Stop Talking & Listen
I have always felt that contrary to popular belief, introverts often make the best salespeople, because extroverts talk way too much. They tend to yak-yak-yak their way right out of a sale. They tend spend more time talking than listening and don’t find out important information they need from the customer to proceed in a way to best help them.
Be an Active Listener
It’s one thing to listen, yet another to build rapport from listening. Build open communications by asking follow-up questions based only on what customers just said. This allows them to expand their thinking and feel more comfortable talking and the more they talk, the more information you get – not just product-based, but information about how they prefer you to approach them, demonstrate product to them and generally work with them. Making short notes about important facts will also help, especially with follow up questions later.
Ask Customers How You Can Work With Them
All customers have a preferred way they want salespeople to work with them, and they typically like salespeople who are like them. If you can’t figure out your customer’s type and make adjustments in your approach to accommodate that, ask them how they prefer you to work with them. Nearly all of them have had a bad experience with a salesperson before and at least will know what they don’t want, and won’t be shy about telling you that.

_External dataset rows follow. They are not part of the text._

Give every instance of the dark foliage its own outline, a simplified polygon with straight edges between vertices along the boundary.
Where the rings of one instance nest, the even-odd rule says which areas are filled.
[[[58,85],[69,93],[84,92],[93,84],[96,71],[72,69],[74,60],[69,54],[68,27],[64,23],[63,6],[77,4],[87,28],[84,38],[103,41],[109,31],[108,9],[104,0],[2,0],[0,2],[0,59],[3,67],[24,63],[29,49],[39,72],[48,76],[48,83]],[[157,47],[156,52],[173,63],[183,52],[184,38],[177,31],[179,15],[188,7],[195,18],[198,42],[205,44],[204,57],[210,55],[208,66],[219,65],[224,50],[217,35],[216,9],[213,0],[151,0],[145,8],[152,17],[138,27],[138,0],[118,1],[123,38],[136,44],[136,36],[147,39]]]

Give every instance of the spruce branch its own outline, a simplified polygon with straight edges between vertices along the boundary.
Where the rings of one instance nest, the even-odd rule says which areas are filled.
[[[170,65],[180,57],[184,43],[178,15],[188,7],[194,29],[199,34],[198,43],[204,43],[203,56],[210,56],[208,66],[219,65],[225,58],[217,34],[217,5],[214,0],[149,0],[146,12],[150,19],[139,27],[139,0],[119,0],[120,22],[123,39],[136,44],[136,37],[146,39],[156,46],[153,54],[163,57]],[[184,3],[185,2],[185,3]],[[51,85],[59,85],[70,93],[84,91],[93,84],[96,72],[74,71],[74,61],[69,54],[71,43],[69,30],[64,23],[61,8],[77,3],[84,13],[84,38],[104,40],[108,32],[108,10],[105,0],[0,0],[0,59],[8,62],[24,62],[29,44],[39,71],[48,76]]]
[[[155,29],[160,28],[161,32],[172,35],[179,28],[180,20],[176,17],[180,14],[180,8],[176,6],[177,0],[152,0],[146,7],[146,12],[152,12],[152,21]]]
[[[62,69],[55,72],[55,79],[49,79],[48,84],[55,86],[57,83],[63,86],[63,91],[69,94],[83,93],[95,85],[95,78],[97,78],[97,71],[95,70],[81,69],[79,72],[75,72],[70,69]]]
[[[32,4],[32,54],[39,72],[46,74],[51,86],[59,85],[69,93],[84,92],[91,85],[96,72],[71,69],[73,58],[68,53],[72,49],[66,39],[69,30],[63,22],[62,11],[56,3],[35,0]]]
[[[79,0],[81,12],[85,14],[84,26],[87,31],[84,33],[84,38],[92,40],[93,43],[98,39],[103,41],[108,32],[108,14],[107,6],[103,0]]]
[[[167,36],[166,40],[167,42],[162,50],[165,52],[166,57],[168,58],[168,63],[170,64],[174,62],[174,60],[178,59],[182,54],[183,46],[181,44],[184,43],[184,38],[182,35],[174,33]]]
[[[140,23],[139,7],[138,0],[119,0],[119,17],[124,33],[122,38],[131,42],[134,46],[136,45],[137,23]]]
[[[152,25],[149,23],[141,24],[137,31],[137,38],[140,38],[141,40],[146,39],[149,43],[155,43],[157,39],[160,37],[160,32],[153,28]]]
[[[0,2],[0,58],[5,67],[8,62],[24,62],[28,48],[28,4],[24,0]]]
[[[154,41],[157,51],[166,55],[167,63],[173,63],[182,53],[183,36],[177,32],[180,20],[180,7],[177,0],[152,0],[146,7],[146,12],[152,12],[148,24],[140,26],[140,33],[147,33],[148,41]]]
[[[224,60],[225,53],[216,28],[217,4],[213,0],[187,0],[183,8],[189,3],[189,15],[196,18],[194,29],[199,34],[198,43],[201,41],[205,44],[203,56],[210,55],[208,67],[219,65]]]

Answer Every Question Immediately
If a customer asks any question in the first few minutes that you can’t answer (no matter how small), stop and get the answer immediately. This builds a sense of urgency that they perceive as respect for them and also in your follow-through, which is the single best trust building power tool you can have. Having great follow through is the quickest way to earn (but also lose) a customer’s rapport and trust.

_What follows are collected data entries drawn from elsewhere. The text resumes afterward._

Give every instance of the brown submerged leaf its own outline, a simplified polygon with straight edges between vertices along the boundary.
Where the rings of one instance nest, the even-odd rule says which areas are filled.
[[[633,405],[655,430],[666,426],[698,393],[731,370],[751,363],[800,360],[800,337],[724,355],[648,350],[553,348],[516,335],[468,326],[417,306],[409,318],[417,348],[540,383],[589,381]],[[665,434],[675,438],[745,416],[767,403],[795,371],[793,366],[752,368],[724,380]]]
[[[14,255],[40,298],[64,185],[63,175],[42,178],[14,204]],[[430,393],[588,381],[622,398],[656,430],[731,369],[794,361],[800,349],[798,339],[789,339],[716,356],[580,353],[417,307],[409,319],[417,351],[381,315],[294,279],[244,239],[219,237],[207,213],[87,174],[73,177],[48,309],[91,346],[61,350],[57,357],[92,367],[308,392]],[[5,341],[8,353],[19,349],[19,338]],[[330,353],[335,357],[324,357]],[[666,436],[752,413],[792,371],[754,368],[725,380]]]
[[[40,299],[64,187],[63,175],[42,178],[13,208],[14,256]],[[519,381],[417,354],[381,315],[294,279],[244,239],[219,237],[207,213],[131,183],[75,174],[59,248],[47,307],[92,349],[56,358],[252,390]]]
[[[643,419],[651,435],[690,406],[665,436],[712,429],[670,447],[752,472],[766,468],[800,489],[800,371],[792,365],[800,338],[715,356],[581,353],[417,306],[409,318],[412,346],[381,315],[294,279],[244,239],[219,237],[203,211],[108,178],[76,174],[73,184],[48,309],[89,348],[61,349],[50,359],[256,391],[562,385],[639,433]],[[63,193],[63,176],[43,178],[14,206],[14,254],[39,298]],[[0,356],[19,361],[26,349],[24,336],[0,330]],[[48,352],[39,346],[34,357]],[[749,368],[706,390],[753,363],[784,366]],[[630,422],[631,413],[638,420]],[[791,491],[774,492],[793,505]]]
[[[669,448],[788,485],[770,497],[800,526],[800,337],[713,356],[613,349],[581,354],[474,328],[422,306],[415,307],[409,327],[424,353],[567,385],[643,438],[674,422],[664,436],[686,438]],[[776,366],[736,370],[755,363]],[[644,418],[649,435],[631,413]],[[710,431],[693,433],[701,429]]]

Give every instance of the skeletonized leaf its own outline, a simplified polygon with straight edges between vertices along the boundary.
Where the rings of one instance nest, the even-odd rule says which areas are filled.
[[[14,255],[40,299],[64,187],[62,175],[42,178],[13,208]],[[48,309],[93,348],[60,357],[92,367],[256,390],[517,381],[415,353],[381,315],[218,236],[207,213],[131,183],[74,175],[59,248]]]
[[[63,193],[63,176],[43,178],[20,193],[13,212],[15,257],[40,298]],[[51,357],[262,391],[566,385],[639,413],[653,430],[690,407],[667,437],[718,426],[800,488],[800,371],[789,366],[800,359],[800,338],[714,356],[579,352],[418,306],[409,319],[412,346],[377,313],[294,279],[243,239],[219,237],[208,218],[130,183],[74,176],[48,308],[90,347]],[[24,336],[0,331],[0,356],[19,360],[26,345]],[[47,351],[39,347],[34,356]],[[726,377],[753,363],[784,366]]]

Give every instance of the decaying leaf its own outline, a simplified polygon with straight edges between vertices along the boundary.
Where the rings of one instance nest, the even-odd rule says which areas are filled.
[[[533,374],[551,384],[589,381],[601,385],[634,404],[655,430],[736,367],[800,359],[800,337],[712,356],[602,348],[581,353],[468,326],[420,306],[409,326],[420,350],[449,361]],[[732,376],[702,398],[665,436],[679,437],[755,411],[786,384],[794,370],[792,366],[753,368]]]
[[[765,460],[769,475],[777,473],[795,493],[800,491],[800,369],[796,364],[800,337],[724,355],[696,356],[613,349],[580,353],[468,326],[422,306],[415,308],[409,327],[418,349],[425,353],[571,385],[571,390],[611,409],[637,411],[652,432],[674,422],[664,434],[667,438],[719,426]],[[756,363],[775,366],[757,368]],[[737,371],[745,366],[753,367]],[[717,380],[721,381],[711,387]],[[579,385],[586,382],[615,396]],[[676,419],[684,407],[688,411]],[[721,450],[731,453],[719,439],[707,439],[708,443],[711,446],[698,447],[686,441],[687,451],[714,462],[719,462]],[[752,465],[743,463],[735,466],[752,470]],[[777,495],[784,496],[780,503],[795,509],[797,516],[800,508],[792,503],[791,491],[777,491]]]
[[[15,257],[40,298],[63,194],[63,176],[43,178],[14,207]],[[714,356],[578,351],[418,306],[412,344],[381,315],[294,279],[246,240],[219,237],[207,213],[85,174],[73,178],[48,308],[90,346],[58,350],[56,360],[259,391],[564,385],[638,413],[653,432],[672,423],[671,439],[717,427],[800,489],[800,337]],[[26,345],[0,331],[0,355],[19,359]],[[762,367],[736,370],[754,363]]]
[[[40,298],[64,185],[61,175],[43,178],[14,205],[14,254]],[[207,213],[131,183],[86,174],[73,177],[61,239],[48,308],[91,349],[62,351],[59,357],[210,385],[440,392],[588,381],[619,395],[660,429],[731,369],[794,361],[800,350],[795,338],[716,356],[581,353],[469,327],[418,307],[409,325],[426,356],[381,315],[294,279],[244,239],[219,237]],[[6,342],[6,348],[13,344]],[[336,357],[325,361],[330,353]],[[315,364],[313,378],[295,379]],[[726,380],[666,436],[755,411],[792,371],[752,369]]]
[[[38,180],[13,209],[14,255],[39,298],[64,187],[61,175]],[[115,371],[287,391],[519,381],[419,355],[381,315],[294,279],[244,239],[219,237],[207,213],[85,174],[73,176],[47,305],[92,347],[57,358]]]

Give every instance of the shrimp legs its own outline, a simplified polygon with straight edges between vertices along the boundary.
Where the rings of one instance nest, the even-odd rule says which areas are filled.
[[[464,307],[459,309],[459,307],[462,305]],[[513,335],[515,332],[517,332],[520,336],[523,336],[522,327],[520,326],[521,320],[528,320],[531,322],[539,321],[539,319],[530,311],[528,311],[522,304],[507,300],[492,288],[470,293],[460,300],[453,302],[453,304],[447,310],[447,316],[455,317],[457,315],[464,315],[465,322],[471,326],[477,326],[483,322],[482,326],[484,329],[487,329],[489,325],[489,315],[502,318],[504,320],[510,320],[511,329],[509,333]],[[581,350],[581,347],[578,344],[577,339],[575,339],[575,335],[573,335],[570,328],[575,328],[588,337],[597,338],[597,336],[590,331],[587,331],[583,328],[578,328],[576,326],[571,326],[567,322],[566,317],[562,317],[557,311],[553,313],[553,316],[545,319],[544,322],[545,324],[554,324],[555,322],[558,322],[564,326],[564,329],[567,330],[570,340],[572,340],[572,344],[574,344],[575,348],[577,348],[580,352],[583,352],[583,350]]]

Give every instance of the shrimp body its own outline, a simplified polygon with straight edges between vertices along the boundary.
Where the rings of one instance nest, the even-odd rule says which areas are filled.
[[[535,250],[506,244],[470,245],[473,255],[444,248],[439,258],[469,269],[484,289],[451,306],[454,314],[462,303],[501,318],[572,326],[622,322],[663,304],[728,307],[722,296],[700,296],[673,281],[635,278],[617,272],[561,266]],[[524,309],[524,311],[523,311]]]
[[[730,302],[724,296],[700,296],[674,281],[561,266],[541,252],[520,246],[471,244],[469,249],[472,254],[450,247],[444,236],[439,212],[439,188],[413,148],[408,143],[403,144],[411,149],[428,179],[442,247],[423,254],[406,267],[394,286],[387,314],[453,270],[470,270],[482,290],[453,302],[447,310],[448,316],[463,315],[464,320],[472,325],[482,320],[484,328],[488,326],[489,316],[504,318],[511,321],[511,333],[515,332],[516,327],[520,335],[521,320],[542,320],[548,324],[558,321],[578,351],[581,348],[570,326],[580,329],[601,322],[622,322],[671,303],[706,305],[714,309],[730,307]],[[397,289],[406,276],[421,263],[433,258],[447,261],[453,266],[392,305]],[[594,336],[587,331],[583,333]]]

Too many salespeople don’t have the confidence to say “I don’t know” if they really don’t know the answer to a customer question. I have had customers say they bought from me precisely because when I didn’t know an answer to the question, I didn’t make one up, but I immediately found a resource who could answer it for them.
Being able to get your customer an answer or get the answer to every one of their questions builds credibility that leads to trust. Once that is in place, everything you say after that will be taken more seriously because they trust you.
In conclusion, once these things are in place, only then can you proceed to try to find them the right product that matches what they want, how they will use it and their budget. Taking the 7-10 minutes to establish these things in the early stages of the first meeting will be time well spent that goes a long way toward the comfort, rapport and trust they must have to buy from you 2-4 hours later.
Even if they don’t buy that day, “no” doesn’t always mean no…it means “not right now,” and they will come back to you rather than going to your competitor, because they trust you.